「久宮様、さすがですわ!」
「あんなに綺麗な発音は聞いたことがありません!」
「イギリスに住んでおられましたの?」
「まあ、そうなんですの!?」
違ぇーよ。
内心でそう返答しつつ、昼食を口に運ぶ。
単にガキの頃から家でやることがなくて、とりあえず勉強してたってだけだ。
食堂は数えきれない人々でテーブルが埋め尽くされ、それでも雑多な雰囲気がないから、さすが金持ち学校といったところか。

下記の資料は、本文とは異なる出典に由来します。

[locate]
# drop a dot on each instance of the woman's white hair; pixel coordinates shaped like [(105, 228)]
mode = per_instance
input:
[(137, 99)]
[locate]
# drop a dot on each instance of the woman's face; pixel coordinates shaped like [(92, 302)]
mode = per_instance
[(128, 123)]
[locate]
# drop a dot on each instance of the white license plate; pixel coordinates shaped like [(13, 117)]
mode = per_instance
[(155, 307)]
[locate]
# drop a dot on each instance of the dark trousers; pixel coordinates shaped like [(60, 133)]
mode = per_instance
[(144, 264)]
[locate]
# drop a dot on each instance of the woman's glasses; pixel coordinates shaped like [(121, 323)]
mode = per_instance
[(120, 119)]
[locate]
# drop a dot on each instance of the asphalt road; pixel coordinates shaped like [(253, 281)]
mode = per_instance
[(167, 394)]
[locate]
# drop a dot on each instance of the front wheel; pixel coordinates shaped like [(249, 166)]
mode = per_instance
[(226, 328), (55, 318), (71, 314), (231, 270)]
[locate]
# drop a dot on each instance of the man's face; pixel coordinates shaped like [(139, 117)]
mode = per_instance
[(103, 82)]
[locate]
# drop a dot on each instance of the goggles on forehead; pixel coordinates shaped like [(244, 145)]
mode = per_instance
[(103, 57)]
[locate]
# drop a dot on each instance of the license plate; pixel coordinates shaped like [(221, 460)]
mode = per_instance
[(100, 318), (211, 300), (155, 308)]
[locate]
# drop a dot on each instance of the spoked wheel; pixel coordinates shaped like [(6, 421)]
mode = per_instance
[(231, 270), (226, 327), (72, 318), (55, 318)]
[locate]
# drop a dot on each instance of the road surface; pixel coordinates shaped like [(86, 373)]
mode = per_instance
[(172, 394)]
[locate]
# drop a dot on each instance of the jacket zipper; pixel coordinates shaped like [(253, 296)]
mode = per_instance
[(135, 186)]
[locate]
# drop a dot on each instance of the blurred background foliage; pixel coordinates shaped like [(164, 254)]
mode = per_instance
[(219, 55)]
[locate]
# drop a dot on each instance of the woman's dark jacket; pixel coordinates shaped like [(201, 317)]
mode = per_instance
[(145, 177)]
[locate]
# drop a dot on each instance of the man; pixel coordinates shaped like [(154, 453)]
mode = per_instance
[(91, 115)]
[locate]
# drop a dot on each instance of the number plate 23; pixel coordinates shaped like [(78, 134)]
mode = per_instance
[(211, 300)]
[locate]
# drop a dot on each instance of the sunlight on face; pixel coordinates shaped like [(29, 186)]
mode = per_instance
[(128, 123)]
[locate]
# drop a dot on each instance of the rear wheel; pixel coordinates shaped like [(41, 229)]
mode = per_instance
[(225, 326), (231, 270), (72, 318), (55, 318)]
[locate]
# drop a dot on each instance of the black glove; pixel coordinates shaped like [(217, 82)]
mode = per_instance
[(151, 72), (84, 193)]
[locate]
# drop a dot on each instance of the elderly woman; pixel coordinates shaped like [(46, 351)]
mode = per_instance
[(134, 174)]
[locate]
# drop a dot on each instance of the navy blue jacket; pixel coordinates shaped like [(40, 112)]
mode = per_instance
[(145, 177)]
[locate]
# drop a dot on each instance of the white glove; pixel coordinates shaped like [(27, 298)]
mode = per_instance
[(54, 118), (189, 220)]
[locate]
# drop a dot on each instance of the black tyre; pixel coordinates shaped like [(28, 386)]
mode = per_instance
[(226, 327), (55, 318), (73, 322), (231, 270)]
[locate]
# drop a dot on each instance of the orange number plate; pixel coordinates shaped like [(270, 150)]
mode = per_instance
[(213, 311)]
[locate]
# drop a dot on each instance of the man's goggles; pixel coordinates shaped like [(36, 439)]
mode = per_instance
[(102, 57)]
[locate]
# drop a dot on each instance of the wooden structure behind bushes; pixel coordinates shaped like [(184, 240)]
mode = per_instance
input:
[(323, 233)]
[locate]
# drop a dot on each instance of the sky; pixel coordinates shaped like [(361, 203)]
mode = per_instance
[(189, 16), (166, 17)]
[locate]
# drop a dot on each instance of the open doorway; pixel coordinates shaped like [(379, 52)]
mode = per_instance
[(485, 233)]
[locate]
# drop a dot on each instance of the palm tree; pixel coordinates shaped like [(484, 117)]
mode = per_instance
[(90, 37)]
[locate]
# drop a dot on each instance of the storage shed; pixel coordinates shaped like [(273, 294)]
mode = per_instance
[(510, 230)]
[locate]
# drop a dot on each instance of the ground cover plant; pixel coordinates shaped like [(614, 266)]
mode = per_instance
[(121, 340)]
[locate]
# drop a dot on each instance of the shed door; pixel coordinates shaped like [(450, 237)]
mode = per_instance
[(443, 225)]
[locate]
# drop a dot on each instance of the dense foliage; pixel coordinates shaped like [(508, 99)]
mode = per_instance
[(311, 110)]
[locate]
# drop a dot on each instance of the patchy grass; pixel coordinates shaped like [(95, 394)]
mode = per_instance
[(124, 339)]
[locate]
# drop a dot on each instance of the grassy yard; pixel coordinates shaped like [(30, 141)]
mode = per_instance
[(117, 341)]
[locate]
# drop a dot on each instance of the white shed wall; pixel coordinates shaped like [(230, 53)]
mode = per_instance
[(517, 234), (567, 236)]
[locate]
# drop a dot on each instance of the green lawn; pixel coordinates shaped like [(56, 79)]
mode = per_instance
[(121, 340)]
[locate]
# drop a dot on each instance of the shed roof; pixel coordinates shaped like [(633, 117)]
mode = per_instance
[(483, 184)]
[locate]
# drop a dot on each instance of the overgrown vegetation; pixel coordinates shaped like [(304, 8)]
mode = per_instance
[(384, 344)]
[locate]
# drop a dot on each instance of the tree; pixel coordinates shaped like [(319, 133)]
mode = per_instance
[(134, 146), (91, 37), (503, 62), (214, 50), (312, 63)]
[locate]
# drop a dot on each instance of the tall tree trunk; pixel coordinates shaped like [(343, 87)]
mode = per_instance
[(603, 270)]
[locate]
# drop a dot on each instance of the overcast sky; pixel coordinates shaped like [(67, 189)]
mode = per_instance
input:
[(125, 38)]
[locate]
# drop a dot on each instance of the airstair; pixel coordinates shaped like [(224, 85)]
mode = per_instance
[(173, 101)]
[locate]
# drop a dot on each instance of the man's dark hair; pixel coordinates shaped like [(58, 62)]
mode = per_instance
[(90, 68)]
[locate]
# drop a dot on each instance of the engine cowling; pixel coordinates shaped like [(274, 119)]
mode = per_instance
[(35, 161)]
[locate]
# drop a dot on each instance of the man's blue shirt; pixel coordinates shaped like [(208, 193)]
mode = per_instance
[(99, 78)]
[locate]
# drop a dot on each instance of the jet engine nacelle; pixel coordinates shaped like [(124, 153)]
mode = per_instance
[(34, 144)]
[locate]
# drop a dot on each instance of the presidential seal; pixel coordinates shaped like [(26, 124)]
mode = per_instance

そもそも、食堂と言ってもレストランのような内装に近く、システムもそれに同じだ。
テーブルに並ぶ昼食はどれも豪華で、不味いもの、安いものはひとつとして出されない。
今俺が食べている昼飯も、もちろん美味いんだろう。
残念ながら、味がしない。
周りを取り囲むヤツ等が鬱陶しい。
四方八方から好奇の視線が投げられる空間も、正直うざい。
自意識過剰と言えばそうなのかもしれないが、じゃあこの周りを取り囲んでるヤツ等は一体なんなんだって話だ。
別に。
別に俺は望んでこの家系に生まれたわけじゃないし、望んでこの容姿に生まれたわけでもない。
そんなワガママ贅沢だっていう人間も、そりゃいるだろうが。
っつーか、大半がそう言いそうなワガママだ。
俺だって理解している。
隣の芝生ってヤツだろ。
自分の持ってる芝生は、ヤケに色あせて見えるんだ。